Processor: Powerful AMD 3000+ 64Bit Processor 
Memory: 512MB DDRII RAM Expandable to 8GB 
Flash Drive: 1GB Fast System Flash 
Hard Drive: Not Included 
Video: MPEG2 and MPEG4 Acceleration 
Satellite Tuner: 
Input terminal: F-type 75 Ohm 
Receiving frequency: 950~2150 MHz tuning range 
Input level: -65~-25dBm 
Support MCPC and SCPC 
Symbol rate: 2~45 Msps 
FEC Codes: 1/2,2/3,3/4,5/6,7/8 and Auto 
QPSK 
ATSC Tuner: 
Latest LG 5th generation tuner for enhanced reception. 
Supports QAM 64 and QAM 256 Cable signals. 
One TV antenna 75 ohm reception port. 
One S-Video input port. 
One stereo connection jack to sound card for analog TV. 
Video Output: VGA/HDMI or DVI/Component/S-Video 
Audio Ouput: Analog and SPDIF Dolby Digital Audio output 
 USB Ports: 4 USB v2.0 ports on back panel and 2 USB v2.0 ports on front panel. 
 Media Reader: All In One Media Reader. Supports most popular flash cards. 
 Ethernet Port: RJ-45 10/100/1000 Mbits compatible. 
 DVDRW: Read/Write DVDs and CDs.

Software:

Open Source and available for download online
Linux Operating System - Version 2.6 Kernel 
Powerful X Windows Environment 
Java 1.42 Graphical User Interface 
Software Upgradeable Via Internet and/or USB Storage Device 
Firefox browser with support for popular plugins including Flash.
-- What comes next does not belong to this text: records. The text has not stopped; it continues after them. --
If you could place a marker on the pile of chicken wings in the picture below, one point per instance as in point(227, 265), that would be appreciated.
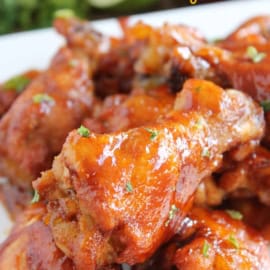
point(146, 151)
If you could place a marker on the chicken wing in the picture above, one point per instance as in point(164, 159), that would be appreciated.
point(121, 112)
point(35, 127)
point(114, 198)
point(212, 240)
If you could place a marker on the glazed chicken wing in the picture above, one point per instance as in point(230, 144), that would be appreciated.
point(122, 112)
point(211, 240)
point(35, 127)
point(114, 198)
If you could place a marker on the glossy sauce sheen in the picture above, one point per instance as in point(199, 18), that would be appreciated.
point(211, 240)
point(92, 174)
point(31, 133)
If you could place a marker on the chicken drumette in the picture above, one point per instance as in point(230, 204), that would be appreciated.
point(114, 198)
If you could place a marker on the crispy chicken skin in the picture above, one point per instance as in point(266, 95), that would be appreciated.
point(35, 127)
point(248, 178)
point(31, 245)
point(8, 93)
point(211, 240)
point(121, 112)
point(116, 197)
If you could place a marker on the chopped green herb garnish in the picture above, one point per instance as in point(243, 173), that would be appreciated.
point(172, 213)
point(198, 89)
point(73, 63)
point(233, 241)
point(205, 248)
point(199, 124)
point(254, 55)
point(153, 133)
point(40, 98)
point(129, 187)
point(205, 153)
point(17, 83)
point(64, 13)
point(266, 105)
point(83, 131)
point(35, 197)
point(234, 214)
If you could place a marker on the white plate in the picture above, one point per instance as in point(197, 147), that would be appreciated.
point(34, 49)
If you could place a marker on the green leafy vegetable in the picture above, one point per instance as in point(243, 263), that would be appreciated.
point(64, 13)
point(83, 131)
point(17, 83)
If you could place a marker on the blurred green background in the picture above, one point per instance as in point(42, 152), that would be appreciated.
point(19, 15)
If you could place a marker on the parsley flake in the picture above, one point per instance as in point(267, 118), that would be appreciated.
point(172, 214)
point(233, 241)
point(129, 187)
point(198, 89)
point(205, 153)
point(64, 13)
point(40, 98)
point(254, 55)
point(35, 197)
point(83, 131)
point(266, 105)
point(205, 249)
point(153, 133)
point(17, 83)
point(234, 214)
point(73, 63)
point(199, 124)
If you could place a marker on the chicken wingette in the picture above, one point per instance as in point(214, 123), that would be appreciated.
point(114, 198)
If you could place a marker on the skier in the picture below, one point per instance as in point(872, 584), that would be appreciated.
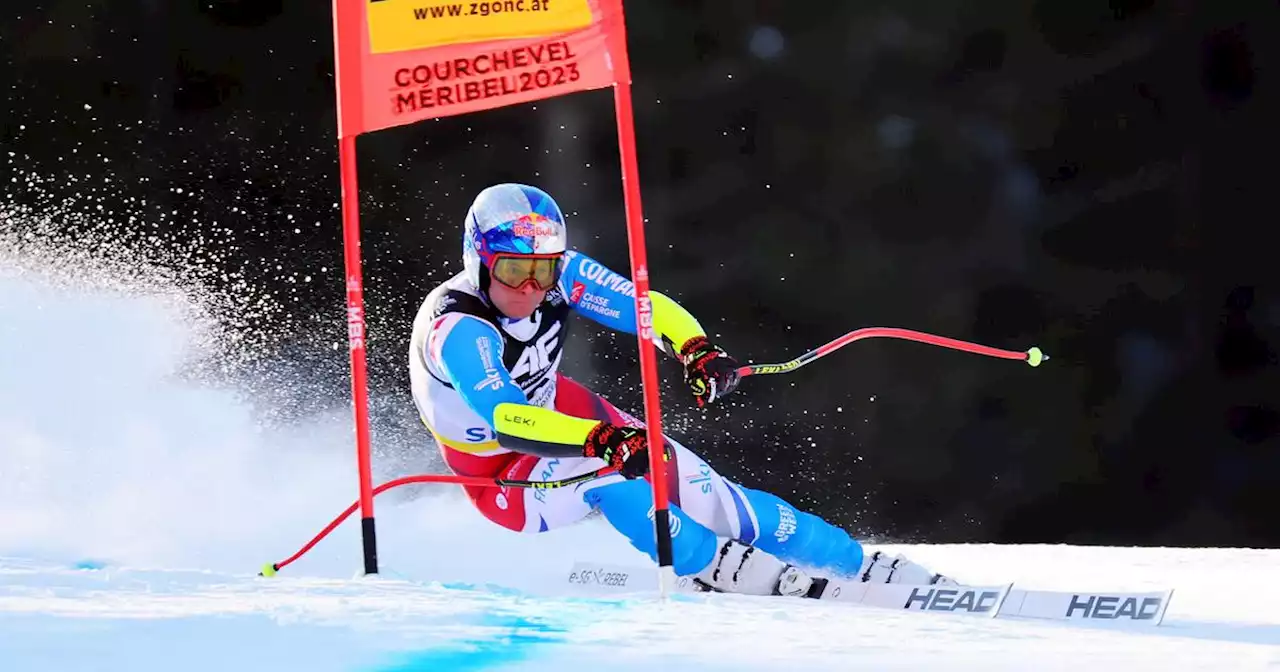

For those with a dish, this might be something worth looking into as the basis for an HTPC setup. Those with cable, it can handle that as well but there is a little extra work that will need to be done. Still, if you were building an HTPC from scratch you'd need to do that work anyway.

Just something that caught my eye is all, whether it's worth anything is yet to be seen, but with a price of $479 it definitely looks interesting.


----------